Concerning the effects of IL-10, we found only a mildly attenuating effect of the IL-10-encoding MHV vector on the in vivo DC transduction efficacy indicating that the system is well-suited to target both an antigen and the immune-modulatory cytokine IL-10 to DCs. Furthermore, although in vitro experiments showed that specific IL-10 delivery can to some extent inhibit DC maturation, these effects could not be demonstrated in vivo, i.e. unlike in the in vitro experiments, in vivo DC transduction with IL-10-encoding vectors did not significantly impact on DC maturation, i.e. the maturation markers CD86 and CD40 were not down-regulated compared to DCs transduced with the vector not encoding a cytokine. To assess the impact of vector-encoded IL-10 on the induction of CD8+ T cells, we immunized C57BL/6 mice with 106 pfu of the different GFP-GP34-encoding vectors. We confirmed that GM-CSF efficiently enhanced the immunogenicity of the vector, whereas IL-10 led to a mild attenuation. However, the immune-attenuating effect of IL-10 delivered to DCs on CD8+ T cells was not detectable at later time points post immunization. Likewise, immunization with bgal-expressing MHV vectors failed to reveal an immune attenuating effect on CD8+ T cells. Furthermore, IFN-g production by bgal-specific CD8+ T cell was not affected by the absence or presence of IL-10 in the MHV vector indicating that, despite a clearly detectable effect on DCs in vitro, MHV vector-mediated in vivo transfer of IL-10 to DCs only mildly affected the generation of vector-specific CD8+ T cells.
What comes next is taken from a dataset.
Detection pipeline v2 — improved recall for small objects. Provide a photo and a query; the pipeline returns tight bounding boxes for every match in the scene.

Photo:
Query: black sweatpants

Taken together, the results obtained in WP4 showed that
MHV vector-mediated delivery of IL-10 to DCs is feasible both in vitro and in vivo,
MHV vector-encoded IL-10 negatively affects DC immune functions in vitro, and
MHV vector-encoded IL-10 stimulates CD4+ T cell responses in vivo.


WP5: The role of DC in antigen presentation

Introduction and objectives
A common vision of how dendritic cells (DCs) contribute to the induction and maintenance of peripheral CD4+ T cell tolerance is that, in resting conditions, immature DCs, expressing low levels of signal 1 (specificity) and low or no levels of signal 2 (costimulation), are able to induce T cell unresponsiveness.
The major objectives of WP5 were:
Elucidation whether chronic antigen exposure and/or state of DC activation are parameters relevant for the induction and maintenance of peripheral T cell tolerance
Based on the identified genes differentially expressed in lymph node and splenic DCs, elucidation of the molecular mechanisms through which lymph node DC and/or spleen DCs are able to tolerise auto-reactive T cells.

Results
In order to know whether DCs in general are able to induce T cell tolerance at the steady state or if this is a prerogative of specialized subsets, we took advantage of an experimental system where antigen presentation, in contrast to previous studies, is not a priori confined to a specific DC subpopulation but is extended to all conventional DC subtypes. Specifically, we adopted the 2a T transgenic animal model in which T cell receptor transgenic T cells (2a T cells) recognize a portion of the CH3 region (435-451) of the IgG2ab, the Bpep, in association with the MHC molecule, I-Ad. We also generated a mouse model in which the Bpep was presented by CD11c+ cells that include all conventional DC subtypes.
By performing a systematic study of the behaviour of naive autoantigen-specific T cells after interaction with all conventional CD11c+ DCs in homeostatic conditions we found that DCs are able to induce CD4+ T cell tolerance by promoting the conversion of autoantigen-specific naive T cells into iTreg cells. Among the different DC subtypes, steady state migratory DCs (ssmDCs) possessed unique ability to induce antigen-specific iTreg cells. Diversely, lymphoid tissue resident DCs did not show this capacity. Therefore, iTreg cells developed solely in lymph nodes and not in the spleen, which does not host the migratory DC subtype. We also found that ssmDCs were able to induce iTreg cell conversion in a RA-dependent manner and that newly generated iTreg cells were not able to re-circulate but resided in the lymph nodes where they were generated.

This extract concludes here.